KANSAS CITY, Mo. — It’s a trickle down effect of violence in the community.
The impact now evident in non-profits, like Corey’s Network, just trying to help.
“We actually had to turn a couple families away for financial help,” President and co-founder of Corey’s Network, Michelle Metje, said. “We have had some donations come in, so we are able to do some financial at this time, but we are still not up to the amount that we normally give.”
Since 2014, Metje has been helping countless families of homicide victims around the metro. She started the non-profit after her own son, Corey Laykovich, became a victim of homicide.
“For me, it is a way to keep Cory’s memory alive. Corey was very altruistic. He gave whenever he could, and never expected anything back,” Metje said.

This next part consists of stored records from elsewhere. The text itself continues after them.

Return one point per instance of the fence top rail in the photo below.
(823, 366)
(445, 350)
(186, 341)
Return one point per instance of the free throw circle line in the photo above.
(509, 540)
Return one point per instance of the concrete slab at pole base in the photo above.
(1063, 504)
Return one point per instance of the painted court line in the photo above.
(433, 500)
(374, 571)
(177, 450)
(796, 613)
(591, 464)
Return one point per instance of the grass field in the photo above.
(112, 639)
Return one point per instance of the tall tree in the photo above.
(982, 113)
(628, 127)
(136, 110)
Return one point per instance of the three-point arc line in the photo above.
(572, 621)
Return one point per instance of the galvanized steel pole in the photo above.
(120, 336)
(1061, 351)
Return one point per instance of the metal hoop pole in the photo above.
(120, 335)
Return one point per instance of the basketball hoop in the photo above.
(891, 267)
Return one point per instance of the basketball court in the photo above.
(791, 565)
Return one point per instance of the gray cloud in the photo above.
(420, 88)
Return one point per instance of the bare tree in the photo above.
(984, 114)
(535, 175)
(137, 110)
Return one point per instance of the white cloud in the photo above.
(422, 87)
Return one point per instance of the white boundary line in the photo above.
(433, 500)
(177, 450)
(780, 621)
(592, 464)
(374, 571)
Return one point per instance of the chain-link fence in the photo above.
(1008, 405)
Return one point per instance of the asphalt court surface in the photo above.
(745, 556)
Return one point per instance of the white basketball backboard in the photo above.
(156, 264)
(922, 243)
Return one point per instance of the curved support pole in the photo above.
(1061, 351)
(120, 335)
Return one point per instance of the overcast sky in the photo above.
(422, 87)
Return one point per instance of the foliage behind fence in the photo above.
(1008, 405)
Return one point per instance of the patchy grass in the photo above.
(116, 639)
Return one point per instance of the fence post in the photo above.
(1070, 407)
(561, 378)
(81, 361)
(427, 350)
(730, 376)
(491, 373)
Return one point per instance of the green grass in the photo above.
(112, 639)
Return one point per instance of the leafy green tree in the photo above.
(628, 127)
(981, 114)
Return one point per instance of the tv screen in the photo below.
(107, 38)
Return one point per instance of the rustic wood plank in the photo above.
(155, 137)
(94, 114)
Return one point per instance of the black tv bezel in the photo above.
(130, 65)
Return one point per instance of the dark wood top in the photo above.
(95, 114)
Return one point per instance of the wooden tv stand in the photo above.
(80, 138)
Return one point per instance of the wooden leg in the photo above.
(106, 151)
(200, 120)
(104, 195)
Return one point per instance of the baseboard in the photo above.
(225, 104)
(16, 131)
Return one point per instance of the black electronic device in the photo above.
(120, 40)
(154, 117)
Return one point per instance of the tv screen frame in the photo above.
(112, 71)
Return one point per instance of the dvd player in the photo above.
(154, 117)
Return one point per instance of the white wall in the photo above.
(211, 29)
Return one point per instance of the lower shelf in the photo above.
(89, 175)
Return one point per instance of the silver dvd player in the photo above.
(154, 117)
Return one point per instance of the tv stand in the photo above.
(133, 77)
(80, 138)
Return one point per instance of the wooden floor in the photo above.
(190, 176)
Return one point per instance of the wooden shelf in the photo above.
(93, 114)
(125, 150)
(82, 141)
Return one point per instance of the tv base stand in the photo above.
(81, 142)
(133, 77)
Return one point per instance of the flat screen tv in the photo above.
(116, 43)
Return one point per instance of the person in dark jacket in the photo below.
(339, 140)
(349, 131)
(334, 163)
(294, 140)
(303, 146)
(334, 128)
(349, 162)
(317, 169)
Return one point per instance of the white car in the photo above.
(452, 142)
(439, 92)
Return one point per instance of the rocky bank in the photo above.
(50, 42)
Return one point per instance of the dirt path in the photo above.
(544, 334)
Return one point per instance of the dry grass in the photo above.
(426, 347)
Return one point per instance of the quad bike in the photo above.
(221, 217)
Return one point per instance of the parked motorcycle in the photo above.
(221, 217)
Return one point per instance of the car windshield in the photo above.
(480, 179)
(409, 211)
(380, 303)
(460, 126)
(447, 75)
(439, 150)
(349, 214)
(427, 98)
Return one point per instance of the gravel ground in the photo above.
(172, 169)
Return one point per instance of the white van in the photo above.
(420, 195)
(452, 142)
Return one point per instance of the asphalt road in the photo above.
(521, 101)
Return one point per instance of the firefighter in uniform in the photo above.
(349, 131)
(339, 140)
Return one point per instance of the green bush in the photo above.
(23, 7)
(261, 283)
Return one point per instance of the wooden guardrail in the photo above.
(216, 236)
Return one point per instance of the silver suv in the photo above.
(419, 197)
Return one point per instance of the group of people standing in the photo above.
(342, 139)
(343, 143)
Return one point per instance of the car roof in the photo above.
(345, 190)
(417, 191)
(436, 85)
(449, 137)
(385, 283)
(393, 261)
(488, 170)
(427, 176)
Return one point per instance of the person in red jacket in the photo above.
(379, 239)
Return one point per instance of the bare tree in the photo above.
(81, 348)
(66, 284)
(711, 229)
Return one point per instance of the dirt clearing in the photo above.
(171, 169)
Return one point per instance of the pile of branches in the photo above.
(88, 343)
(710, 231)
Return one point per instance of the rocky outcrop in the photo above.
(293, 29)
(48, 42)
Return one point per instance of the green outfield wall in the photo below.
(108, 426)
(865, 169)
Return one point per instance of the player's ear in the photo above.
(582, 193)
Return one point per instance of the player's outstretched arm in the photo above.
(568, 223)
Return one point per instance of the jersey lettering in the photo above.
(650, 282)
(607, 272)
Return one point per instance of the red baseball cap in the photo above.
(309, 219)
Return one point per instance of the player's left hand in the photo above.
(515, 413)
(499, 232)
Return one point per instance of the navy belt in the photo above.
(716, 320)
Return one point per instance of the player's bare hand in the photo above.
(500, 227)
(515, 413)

Her organization offers counseling, guidance, and help lifting the financial burden of burying a loved one. However, on the heels of a violent year in Kansas City, Metje said the organization is almost out of funds.
“We served over 62 families last year. For us to turn someone away, it’s heartbreaking, and it’s heartbreaking for everyone on the board of directors,” Metje said.
There were 148 homicides in Kansas City in 2019 alone, 10 more than 2018. If you include the handful of homicides in outlying areas, including Raytown, Independence and KCK, Metje says the demand is stretching the non-profit thin.
Right now, the organization reportedly has enough funds to donate towards a few more funerals.
Metje said she is remaining optimistic the donations will start rolling-in, so she, and others, can continue to walk in their purpose.
“What we are trying to do is just one act of altruism. A true gift. With nothing in expectation as far as anyone giving us anything back. We just want to be able to give that for their cause, or for their need,” Metje said.